Acercó el informe a los ojos mientras se ponía las gafas para leer. Bebió otro trago de café solo, bien fuerte. «Causa de la muerte: heridas de bala laterales en la región cefálica, causadas por disparos de arma(s) de fuego de gran calibre y alta velocidad. Una bala de punta blanda expansible causó la herida perforante, y una segunda bala de composición desconocida procedente de un arma no identificada causó la herida penetrante.» Lo que en idioma normal significaba que le habían volado los sesos con armas de grueso calibre. El informe también consignaba que se trataba de un homicidio, la única cosa clara que Frank veía en todo este caso. Observó que había acertado en su conclusión sobre la distancia desde la cual se habían efectuado los disparos. No había rastros de pólvora en las heridas. Los disparos se habían hecho desde una distancia superior a los sesenta centímetros; Frank calculaba que la distancia se aproximaba al metro ochenta, pero era sólo una intuición. En ningún momento había pensado en un suicidio, y los asesinos a sueldo mataban a sus víctimas disparando a quemarropa. Ese método reducía considerablemente el margen de error.

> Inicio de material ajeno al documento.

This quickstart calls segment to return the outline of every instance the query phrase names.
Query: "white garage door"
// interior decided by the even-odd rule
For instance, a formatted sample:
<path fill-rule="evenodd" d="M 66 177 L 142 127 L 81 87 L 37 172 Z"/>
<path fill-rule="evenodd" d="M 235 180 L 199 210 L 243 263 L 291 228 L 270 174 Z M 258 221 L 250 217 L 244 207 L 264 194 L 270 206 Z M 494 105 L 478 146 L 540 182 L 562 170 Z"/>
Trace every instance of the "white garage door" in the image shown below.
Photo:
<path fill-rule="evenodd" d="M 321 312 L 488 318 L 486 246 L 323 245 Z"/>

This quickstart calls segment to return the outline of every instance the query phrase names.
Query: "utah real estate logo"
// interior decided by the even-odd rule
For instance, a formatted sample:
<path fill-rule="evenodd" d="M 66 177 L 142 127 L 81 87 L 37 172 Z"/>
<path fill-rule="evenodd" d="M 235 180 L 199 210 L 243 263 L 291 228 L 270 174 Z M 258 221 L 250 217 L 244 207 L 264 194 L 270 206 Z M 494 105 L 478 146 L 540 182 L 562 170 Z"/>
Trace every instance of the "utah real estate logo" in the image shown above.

Frank se apoyó en la mesa. ¿Por qué más de un disparo? Con uno ya bastaba. ¿El agresor era un sádico al que le gustaba vaciar el cargador en el cadáver? Sin embargo, sólo habían encontrado dos orificios de entrada, algo que no cuadraba con las descargas de un loco. Después estaba el tema de las balas. Una dumdum y un proyectil misterioso.

Sostuvo en alto la bolsa con su marca. Sólo habían recuperado un proyectil del cadáver. Había entrado por debajo de la sien derecha. En el impacto se había expandido. Después había atravesado el hueso y el cerebro causando una onda de choque en el tejido blando del cerebro, como quien enrolla una alfombra.

Tocó con cuidado el trozo de plomo. El proyectil terrible, diseñado para aplastarse en el impacto y destrozar todo lo que encontraba a su paso, había funcionado a la perfección con Christine Sullivan. El problema consistía en que ahora había dumdums al alcance de cualquiera. El proyectil estaba totalmente deformado. Era inútil buscar estrías.